In any event, Melodium’s La Tête Qui Flotte is a veritable feast of fragile, intricate melodic composition. Melodium (a contraction of “melody” and “medium”), is Laurent Giraud, and with the exception of a handful of vocal bits and string samples, every noise on La Tête Qui Flotte has been created, processed and edited by him. The effect is startling, sparse and ethereal.

Many tracks, such as “Les psychotropes sont mes ami, puis mes ennemis…” and “Le creux est ma matière première”, begin with a familiar acoustic noise, such as a gentle piano melody or acoustic guitar chord being fingered, and then elaborate on said melody, introducing layers of altered sound until the entire song is filled. Percussion is created from what sounds like a wide variety of found noises — hand claps, snapping fingers, knocking on wood — morphed and transformed into something unmistakably organic. The patterns are intricate but by no means distracting. The overall effect is pleasingly pastoral.

In other instances, the tracks begin strangely and expands outward. For instance, “Se rayer provisoirement de la liste des vivants” begins with a droning wheeze, like a bit of phantom guitar feedback, until suddenly transforming into a pendulous guitar chord strumming against the backdrop of haunting, discordant string samples. Even when more conventional percussion is utilized, as on “Kill me with a smile”, which features something resembling a conventional electronic breakbeat, the effect is alien. Juxtaposed against the universe of warped acoustics on display, the comparatively normal elements are transformed.

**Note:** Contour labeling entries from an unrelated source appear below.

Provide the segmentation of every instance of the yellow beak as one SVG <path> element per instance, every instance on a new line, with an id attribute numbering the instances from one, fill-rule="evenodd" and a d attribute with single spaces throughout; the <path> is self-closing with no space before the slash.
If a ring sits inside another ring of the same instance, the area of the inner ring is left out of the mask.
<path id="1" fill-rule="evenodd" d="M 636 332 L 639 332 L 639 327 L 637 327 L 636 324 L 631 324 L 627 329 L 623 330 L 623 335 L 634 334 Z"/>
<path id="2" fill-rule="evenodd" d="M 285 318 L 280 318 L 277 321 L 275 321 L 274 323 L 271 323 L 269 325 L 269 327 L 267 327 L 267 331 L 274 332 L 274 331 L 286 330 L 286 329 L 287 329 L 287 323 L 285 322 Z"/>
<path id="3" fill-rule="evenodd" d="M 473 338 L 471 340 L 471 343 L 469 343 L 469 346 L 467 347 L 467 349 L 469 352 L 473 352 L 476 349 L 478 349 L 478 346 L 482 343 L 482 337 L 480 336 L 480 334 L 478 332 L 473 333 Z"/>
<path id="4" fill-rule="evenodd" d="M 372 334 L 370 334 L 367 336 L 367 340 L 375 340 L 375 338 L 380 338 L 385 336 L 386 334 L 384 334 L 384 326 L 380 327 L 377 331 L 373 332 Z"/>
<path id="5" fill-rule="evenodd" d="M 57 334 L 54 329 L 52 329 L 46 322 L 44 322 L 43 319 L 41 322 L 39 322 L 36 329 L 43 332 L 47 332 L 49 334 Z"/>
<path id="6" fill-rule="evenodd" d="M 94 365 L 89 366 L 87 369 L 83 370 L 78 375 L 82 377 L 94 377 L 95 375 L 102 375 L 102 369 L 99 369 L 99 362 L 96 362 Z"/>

Certainly, La Tête Qui Flotte is nowhere near as ambitious as it could have been. Girard seems happy, in most cases, to craft comparatively minor arrangements, at least in comparison to some of his more cosmic-minded peers in the world of electronic music. But still, on tracks like “Emptykuerten” and “La vie est plus belle depuis…”, Melodium succeeds in opening up entirely new vistas through surprisingly humble means. The overall effect is invigorating.